Das Kommentieren dieses Artikels wurde deaktiviert.

  • Der CDU-Politiker Friedrich Merz hat sich für eine verpflichtende private Altersvorsorge in Aktien in Deutschland ausgesprochen.
    Hier sollte Hr. Merz deutlich weiter gehen. Die Arbeitgeberbeiträge zur RV sollten dem Arbeitnehmer direkt ausbezahlt werden und die RV im Gegenzug abgeschafft werden.
    Der Staat finanziert für jeden Bürgern aus Steuergeldern eine Grundrente knapp über dem Sozialhilfeniveau.
    Im Gegenzug wird der Arbeitnehmer verpfichtet zum Aktiensparen. Die eingesparten RV-Beiträge samt AG-Anteil werden in ETF's, Fond's direkt vom AG angelegt, die Weltweit anlegen. Eine Rentenzahlung darf nicht vor dem 60 Lebensjahr erfolgen, die Anlage bleibt immer dem Anleger sein Eigentum und ist vererbbar.
    Die Renten aus diesen Investments führen zu einer weit aus höheren Rente als heute üblich und dürfte bei dem 2 - 3-fachen liegen.
    In anderen Ländern gibs es so was ähnliches, und zwar einen Staatsfond der in Aktien/Anleihen anlegt und bei dem jeder Bürger ein Dopot hat, ohne Zugriffsrechte der Politik auf dieses Vermögen.
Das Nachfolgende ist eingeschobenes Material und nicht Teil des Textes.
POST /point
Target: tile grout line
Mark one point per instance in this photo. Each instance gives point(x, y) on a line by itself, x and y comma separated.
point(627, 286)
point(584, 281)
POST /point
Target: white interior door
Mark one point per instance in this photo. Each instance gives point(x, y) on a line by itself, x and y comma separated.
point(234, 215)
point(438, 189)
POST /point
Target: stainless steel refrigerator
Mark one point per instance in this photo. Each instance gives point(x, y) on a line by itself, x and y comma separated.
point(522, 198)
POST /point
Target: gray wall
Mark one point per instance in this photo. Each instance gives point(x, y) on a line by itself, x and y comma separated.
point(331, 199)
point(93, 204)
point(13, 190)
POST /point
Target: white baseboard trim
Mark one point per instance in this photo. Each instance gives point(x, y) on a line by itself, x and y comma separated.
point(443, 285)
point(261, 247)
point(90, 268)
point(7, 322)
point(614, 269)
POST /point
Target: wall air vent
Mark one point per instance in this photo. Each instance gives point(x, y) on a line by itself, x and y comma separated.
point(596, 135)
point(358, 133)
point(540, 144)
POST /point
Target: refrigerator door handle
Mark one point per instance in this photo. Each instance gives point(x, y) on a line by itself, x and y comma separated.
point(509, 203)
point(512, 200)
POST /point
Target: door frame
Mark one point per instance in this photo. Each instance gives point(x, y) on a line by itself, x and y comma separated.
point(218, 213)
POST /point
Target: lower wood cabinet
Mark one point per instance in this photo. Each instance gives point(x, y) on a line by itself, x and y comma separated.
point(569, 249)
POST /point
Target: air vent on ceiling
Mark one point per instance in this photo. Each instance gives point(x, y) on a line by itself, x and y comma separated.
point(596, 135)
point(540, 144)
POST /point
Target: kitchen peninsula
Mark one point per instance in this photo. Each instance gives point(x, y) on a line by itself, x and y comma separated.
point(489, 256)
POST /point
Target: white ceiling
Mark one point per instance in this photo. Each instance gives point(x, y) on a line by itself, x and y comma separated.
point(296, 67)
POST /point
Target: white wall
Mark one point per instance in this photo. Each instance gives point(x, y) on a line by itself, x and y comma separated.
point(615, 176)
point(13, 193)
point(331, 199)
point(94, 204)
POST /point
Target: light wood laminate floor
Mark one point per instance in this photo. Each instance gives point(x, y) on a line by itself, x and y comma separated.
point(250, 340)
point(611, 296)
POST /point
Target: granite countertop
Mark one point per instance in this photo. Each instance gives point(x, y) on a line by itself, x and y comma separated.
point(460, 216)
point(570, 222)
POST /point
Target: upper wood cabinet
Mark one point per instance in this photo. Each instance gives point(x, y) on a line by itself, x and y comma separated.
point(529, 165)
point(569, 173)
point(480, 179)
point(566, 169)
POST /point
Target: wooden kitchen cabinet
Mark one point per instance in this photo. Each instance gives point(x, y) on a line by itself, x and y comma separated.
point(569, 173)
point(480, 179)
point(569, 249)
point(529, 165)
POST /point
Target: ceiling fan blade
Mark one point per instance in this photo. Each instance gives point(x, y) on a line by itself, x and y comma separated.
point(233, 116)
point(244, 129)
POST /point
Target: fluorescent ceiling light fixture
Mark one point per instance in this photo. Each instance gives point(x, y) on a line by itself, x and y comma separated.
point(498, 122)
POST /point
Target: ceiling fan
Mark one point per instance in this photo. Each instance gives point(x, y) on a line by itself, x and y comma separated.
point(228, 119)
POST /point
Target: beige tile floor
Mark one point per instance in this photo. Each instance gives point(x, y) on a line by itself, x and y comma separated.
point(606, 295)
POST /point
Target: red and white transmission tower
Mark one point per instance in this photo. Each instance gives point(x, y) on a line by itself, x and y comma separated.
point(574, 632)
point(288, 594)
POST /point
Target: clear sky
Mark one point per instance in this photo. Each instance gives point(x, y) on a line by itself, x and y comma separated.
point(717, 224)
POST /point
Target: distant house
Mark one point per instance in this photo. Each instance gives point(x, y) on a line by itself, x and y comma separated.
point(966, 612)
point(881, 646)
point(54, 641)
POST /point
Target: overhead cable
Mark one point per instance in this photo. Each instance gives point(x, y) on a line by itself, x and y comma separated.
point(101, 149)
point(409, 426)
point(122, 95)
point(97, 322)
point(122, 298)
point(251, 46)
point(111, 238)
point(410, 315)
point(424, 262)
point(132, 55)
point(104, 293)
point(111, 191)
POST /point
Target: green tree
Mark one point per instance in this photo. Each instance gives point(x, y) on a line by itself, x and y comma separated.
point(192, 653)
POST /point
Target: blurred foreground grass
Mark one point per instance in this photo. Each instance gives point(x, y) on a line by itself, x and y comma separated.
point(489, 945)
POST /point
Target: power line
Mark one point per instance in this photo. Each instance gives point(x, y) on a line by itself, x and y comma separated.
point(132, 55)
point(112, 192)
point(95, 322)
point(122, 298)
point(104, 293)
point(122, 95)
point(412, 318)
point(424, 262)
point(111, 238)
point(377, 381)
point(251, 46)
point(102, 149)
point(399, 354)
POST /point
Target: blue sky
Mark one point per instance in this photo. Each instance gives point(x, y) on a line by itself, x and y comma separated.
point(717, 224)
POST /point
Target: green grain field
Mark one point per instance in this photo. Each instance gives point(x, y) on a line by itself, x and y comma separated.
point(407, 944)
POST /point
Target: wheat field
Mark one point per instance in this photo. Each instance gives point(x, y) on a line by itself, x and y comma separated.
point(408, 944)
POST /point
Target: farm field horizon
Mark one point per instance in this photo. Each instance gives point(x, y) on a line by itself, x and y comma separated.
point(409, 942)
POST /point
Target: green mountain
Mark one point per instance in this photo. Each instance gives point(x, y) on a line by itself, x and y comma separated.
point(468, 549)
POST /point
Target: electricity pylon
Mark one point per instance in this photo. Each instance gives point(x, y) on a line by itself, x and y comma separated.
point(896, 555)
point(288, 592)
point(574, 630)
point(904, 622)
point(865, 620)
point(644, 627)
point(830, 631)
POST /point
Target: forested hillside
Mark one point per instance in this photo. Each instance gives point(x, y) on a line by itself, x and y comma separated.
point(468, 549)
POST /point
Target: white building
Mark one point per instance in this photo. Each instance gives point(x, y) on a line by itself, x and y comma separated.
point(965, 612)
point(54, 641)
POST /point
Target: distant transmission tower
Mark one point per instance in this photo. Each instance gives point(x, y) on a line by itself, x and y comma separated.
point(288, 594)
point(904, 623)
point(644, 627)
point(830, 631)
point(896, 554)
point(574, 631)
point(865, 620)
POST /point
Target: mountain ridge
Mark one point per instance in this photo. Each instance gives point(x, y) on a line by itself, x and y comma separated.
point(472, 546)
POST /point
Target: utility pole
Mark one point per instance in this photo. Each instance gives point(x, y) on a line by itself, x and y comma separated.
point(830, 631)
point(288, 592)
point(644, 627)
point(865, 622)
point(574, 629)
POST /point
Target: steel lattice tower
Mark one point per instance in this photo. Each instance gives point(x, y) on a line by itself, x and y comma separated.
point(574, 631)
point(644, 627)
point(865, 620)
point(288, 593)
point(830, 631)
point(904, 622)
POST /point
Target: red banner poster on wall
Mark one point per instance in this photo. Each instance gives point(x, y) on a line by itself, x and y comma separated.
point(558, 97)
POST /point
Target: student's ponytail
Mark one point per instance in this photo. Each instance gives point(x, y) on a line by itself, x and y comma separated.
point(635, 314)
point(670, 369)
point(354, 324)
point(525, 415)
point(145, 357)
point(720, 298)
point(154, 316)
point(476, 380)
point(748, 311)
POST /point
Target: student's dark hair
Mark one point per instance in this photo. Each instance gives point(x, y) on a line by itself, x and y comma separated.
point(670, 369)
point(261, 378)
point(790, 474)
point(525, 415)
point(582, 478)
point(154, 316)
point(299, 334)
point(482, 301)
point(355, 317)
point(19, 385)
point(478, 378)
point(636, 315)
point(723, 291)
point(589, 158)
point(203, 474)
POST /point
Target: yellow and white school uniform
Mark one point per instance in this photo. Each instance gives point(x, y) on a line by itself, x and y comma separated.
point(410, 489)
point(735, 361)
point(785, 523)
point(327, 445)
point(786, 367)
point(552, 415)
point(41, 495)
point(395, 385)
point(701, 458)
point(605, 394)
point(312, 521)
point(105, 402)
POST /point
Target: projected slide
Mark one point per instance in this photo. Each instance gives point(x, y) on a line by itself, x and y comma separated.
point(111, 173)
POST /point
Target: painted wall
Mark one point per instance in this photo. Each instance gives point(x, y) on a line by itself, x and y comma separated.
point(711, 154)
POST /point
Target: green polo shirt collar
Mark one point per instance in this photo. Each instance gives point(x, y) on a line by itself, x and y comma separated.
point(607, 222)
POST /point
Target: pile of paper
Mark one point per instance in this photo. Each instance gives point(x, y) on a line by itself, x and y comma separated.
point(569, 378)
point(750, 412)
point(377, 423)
Der Erfolg dieses Modell's ist gigantisch.
    Nur zur Info, die Bundesregierung zweckentfremdet jährlich Gelder der RV von 13-20 Mrd. euro, es sind die besagten versicherungsfremden Leistungen. Wir werden demnächst die 1000 Mrd. Euro Marke überschreiten seit Umstellung der Rente unter Adenauer. Da sind mir die Verwaltungsgebühren der Fondsverwalter lieber, denn wir haben dann eine Win-Win-Situation mit einem doppelten oder dreifachen Win beim Beitragszahler/Kunden. Nur wer aus Neid dem Fondsverwalter seine Verwaltungsgebühren nicht gönnt und damit auch nur 1/3 Rente hat der schneidet sich selbst ins Fleich. Aber Neid ist oftmals stärker als Vernunft.

  • Der Lobbyist Merz fordert also, dass Fondsverwalter noch mehr (und vor allem staatlich garantierte) "Verwaltungsvergütungen" abgreifen können.

    Eine "private Altervorsorge" ist Seitens der Verwaltungskosten vielfach teurer als die gute alte Umlagerente.
    Genau deshalb wollen Leute wie Merz die Umlagerente zerstören: Damit seine Kumpels mehr Boni bekommen.